The Finance Minister, speaking after the customary post-Budget board meeting of the Reserve Bank of India (RBI), also asserted that higher purchases by central banks are driving up gold and silver prices around the world, and India’s import bill surge on this account is being watched but has yet to reach “alarming proportions”.
On net FDI inflows, she said: “More than a concern, I think and I've been saying this… You think global capital funds move based on your macroeconomic performance, on your government’s stability, policy stability, taxation stability, predictability for businesses and a law abiding economy. You then expect the flow of the funds to move towards such economies,” she said.
“All the fundamentals are fine. The indicators are very clearly indicating that next couple of years, we will be going at that kind of a level, with a stable government, taxation policy. Everyone says that there has been absolute certainty. So you would expect the funds to flow towards such economies like India. But it doesn't come. It doesn't flow in that sense,” she noted.

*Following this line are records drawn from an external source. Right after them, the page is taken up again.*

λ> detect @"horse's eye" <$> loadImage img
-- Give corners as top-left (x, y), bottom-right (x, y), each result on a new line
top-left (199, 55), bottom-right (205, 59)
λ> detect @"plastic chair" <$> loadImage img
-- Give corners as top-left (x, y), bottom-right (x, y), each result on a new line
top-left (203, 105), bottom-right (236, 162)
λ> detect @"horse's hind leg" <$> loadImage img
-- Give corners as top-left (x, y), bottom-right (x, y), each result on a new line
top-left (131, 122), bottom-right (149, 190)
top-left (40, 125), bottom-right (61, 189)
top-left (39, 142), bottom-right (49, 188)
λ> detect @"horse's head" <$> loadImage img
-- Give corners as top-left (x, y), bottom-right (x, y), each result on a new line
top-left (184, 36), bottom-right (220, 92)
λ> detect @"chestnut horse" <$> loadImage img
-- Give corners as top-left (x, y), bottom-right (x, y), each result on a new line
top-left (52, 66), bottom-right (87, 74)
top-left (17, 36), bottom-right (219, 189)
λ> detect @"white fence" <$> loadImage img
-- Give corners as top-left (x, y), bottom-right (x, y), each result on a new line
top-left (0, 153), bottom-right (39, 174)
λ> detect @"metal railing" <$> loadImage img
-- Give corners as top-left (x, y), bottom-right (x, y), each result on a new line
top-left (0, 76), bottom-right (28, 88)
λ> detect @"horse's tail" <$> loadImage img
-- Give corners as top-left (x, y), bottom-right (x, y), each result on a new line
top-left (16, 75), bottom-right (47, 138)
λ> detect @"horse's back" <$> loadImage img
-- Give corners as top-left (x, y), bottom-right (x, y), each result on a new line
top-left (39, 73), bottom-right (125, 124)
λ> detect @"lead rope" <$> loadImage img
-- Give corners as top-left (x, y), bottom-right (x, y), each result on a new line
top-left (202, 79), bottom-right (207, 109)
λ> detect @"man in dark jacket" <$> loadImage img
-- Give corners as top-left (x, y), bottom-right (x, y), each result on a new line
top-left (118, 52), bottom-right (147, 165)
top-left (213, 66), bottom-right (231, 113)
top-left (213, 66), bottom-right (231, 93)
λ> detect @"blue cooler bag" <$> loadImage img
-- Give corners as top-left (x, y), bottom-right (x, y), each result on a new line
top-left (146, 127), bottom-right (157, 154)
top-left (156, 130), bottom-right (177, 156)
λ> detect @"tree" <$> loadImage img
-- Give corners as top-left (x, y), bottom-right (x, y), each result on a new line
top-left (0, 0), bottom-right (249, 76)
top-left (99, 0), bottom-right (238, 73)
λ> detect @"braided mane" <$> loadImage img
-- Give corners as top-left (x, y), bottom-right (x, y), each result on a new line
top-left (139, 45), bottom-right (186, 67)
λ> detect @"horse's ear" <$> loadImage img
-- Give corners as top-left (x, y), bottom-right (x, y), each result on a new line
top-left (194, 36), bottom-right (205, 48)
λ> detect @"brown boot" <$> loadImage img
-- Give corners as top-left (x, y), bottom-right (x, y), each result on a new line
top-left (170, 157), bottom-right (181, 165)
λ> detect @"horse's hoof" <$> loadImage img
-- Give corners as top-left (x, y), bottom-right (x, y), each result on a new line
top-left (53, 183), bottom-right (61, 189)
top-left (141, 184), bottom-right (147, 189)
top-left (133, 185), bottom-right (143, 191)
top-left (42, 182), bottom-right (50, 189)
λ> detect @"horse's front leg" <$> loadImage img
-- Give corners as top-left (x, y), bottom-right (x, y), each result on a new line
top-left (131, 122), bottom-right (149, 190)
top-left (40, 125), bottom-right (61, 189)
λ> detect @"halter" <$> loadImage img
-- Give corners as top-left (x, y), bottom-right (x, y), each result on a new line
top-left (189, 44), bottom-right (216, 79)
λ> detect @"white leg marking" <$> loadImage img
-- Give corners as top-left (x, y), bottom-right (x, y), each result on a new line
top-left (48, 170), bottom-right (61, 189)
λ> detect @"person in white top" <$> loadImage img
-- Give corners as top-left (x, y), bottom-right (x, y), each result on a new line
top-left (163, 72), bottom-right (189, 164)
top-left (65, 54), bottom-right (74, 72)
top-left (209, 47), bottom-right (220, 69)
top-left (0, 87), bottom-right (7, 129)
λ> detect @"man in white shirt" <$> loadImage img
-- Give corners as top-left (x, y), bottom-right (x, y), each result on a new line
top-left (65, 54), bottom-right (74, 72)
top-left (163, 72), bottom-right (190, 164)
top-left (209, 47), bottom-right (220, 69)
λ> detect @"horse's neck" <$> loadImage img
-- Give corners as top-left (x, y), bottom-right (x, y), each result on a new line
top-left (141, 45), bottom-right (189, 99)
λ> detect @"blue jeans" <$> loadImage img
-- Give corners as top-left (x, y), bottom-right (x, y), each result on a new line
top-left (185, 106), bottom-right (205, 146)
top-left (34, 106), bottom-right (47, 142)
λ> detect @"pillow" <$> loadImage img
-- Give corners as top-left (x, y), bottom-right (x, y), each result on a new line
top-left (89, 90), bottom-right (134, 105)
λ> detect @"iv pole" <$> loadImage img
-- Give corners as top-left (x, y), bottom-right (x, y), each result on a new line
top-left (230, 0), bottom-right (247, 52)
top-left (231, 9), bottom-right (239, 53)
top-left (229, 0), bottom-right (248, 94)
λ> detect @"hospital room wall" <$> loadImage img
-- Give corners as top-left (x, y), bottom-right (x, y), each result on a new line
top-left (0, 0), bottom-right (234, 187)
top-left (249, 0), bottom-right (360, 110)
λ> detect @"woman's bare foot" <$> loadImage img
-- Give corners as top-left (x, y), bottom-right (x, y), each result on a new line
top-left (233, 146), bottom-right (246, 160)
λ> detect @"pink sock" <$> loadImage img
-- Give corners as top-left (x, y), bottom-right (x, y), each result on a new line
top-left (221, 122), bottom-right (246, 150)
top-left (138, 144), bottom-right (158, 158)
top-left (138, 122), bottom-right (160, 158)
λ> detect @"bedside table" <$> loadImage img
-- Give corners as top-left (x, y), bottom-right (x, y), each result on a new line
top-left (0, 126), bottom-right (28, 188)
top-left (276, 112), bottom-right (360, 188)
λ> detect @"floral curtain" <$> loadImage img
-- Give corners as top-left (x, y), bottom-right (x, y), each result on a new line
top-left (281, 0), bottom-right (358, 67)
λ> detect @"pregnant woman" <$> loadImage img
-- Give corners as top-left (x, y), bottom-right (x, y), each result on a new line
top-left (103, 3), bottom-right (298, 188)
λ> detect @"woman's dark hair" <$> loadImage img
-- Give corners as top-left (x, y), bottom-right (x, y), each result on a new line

“If this is the common principle through which the fund growth should happen and it doesn't happen to India, I wonder, what are the other reasons which are holding them back? Certainly, they are not economic or commercial reasons. They are not reasons based on the economy and its strength. They are something else. They are probably strategic, probably global politics. We don't know… But if it doesn't flow, all of us will have to see what is holding it back,” she noted.
Stressing that global uncertainties won’t abate just by sealing a trade deal with the United States, Sitharaman said: “Uncertainties have continued to be a worry always, and I wish, whenever the agreement gets done, it gets done. I don't see that being the only reason to abate any uncertainty. Uncertainties can come and go. So that's all right, we are on a very clear path of wanting to have trade deals.”
The Commerce Ministry, she said, is reviewing the situation with regards to the latest developments around US tariffs, which President Donald Trump has reset at 15 per cent for goods from all nations, following the US apex court verdict. “The delegation will have to take a call on when they're going to go for further negotiations. So it's a bit too early,” she averred.
On gold imports, RBI Governor Sanjay Malhotra said that the value of gold imports from April to December saw an increase of just about $1 billion despite the increase in prices as a drop in volumes of gold imports offset the price impact. However, this has changed in January.
“It’s only in January… we are still analysing those numbers… that there has been a sudden spurt in value as well as in volume. We are not unduly concerned about that, especially because our external sector continues to be very robust and strong. The current account deficit is still very, very manageable, as per our projections, it's within or about the 1% of GDP range,” the Governor noted.
Noting that India is import-dependent for gold, Sitharaman said that the yellow metal has always been a favoured investment for households, whether as an asset class or for jewellery. “So high pitched demand for domestic consumption also sees a seasonal spike during festival season, during Akshay Tritiya and so on. We are watching it, but I am not sure it has reached such alarming proportions, given the tendency of natural things, as it is in India, for investing in and buying gold. But of course, RBI will also be monitoring it,” she pointed out.
While global prices of gold and silver used to be driven by India and China’s large consumption of gold, the spike now is largely due to central banks also buying and storing them, the minister said, terming this as the reason for prices seeing “much beyond the usual increases and fluctuations” seen in these precious metal markets.